Streetsblog recently featured some remarks about Ohio transportation policy from the Town Hall on Transportation Disparities Among Disadvantaged Communities event.
Ohio’s Car-Centric Transpo Policy Harms the Poor, Elderly & People of Color
by Samuel Gresham Jr. on June 6, 2011Good evening. My name is Samuel Gresham Jr. and I am the executive director of the Ohio Commission on African-American Males. Our mission is to help African-American males take responsibility for the improvement of the quality of their lives, by dismantling structural inequality through public policy advocacy, community organizing, and research.
…Transportation investment in Ohio has produced an inhospitable landscape for low-income people, people with disabilities, and the elderly. People of color are disproportionately disadvantaged by the current state of transportation through the cost of car ownership, under-investment in public transportation, and thoroughfares that have isolated low-income people and struggling families from jobs and services.
This is the civil rights dilemma of Ohio: Our laws purport to level the playing field, but our transportation choices have effectively barred millions of people from getting across it. Traditional nondiscrimination protections do not protect the people for whom opportunities are literally out of reach.
For this reason, our transportation policies [must] expand and improve access to people for whom the cost of car ownership is prohibitive and for those who may depend on public transportation, including older adults, people with disabilities, people in rural areas, and low-income people. Thoroughfares have exacerbated transportation inequities by extending the gaps between housing and jobs. Equity agendas should favor fixing existing infrastructure and incentivizing fill-in development in metro areas.
Ohio invests 99 percent of its transportation resources on highways, leaving less than 1 percent for public transportation, putting it 40th in the nation. All the states in the nation that spend less on transit then Ohio are more rural states, with an average population of only 20 percent of Ohio’s. Nearly 9 percent of Ohio’s households have no vehicle. Despite the need for public transportation, Ohio’s transit agencies have been forced to slash transit services and raise fares. A decade ago, federal operating funds for public transportation systems serving communities of more than 200,000 were severely cut. Most states dramatically increased support for public transportation; the state of Ohio has cut funding by 75 percent since 2002.

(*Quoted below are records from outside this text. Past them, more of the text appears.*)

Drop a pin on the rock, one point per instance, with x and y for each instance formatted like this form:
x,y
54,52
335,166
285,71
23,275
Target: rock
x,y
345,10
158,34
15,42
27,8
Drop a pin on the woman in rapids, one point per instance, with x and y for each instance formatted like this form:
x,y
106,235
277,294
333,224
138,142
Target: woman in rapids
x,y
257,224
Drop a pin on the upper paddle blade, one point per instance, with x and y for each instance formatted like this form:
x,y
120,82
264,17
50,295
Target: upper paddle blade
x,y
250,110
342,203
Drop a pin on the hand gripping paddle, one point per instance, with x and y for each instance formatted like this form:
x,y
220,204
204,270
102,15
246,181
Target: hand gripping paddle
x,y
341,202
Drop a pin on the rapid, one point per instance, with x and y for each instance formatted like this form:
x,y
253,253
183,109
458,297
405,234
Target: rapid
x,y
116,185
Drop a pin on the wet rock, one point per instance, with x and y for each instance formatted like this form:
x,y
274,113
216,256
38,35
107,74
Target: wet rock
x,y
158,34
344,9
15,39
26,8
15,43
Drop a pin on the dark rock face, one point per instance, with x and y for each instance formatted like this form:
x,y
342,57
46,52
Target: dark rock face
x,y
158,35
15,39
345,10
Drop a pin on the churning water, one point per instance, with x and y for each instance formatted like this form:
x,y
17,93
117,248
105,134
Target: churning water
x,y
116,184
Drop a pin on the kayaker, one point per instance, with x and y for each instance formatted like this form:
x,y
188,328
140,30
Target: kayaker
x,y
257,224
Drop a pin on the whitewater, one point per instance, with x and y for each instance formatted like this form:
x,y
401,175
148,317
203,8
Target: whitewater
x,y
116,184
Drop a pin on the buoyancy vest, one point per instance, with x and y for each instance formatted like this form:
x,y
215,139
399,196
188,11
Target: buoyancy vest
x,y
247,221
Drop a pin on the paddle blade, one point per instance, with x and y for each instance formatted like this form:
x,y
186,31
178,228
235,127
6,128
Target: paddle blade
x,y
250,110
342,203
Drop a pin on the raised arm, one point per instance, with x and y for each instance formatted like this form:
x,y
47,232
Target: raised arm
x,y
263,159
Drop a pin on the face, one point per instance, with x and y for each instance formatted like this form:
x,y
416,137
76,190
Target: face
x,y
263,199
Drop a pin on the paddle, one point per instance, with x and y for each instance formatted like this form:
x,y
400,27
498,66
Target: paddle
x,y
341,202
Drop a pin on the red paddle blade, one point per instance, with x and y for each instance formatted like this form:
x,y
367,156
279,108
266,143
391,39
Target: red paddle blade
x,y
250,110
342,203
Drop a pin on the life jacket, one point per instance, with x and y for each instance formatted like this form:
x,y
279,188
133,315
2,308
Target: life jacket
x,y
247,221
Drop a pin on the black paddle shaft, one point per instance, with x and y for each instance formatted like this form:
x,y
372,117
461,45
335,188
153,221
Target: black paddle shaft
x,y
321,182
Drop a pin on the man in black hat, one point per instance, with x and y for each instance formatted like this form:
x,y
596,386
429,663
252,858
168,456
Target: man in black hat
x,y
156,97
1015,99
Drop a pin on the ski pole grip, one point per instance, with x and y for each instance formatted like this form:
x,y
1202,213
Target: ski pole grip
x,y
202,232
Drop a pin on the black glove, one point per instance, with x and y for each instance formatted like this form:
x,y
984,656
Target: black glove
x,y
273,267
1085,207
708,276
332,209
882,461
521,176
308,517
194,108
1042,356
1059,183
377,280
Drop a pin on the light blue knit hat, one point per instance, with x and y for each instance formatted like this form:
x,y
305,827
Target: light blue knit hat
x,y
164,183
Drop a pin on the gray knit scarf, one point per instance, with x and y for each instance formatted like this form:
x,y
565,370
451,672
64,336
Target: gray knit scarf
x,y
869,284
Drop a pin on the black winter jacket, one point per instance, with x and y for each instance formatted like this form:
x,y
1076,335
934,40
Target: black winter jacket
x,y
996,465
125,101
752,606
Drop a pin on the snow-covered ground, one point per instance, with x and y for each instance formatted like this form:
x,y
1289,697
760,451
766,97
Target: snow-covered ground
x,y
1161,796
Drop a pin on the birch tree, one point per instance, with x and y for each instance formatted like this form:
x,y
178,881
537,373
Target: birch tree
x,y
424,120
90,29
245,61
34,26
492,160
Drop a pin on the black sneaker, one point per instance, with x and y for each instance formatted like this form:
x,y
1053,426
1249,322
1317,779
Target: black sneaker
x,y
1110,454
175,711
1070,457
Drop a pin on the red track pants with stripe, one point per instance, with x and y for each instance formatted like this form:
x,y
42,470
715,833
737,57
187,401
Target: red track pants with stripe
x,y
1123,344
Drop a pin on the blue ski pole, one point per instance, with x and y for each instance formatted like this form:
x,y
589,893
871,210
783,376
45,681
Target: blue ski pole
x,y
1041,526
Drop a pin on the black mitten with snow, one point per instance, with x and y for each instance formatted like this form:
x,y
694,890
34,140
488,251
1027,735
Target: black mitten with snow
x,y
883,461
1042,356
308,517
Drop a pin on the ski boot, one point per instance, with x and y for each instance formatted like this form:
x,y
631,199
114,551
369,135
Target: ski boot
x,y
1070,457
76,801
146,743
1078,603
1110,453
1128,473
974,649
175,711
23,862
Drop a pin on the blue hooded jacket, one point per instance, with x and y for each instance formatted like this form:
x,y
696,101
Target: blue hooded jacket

Ohio’s transportation policy needs to support a wide range of choices and users, not just car travel on highways and roadways. Studies show that 60 percent of bus trips in Ohio are work-related, and that people under the age of 40 are less likely to own cars. Ohio’s younger adults need access to education, jobs, and entertainment without needing a car. Seniors or people with disabilities may not be able to use a car or may not want to drive. Innovative transportation solutions are needed in Ohio’s suburbs and rural areas; these communities have a tremendous need to access employment and services.
It seems obvious, but people without cars can’t get to work to participate in the economy if there is no transit access to the jobs or if the transit is excessively slow or unreliable. Public transportation and transit-supportive land use policies are one way to give people a hand up instead of hand out. More people with jobs means fewer people receiving government assistance and more government tax revenue. It probably would also lead to less segregation, better schools, and safer neighborhoods. Who wouldn’t love that?


It harms the whole regional economy in as much as a healthy and popular transit system is something business leaders seek when exploring locations for new operations- especially in national and international enterprises. Instead Columbus’ elites perform a ritualistic small-town mouthing of ‘problems’ such as the abundance of COTA patrons on High Street, tacitly approving the notion that transit customers are not desireable. Common sense suggestions such as Evans’ are not considered in an environment where leaders could only be made happier if downtown bus patrons were segregated even more and made to wear a yellow star on their clothing.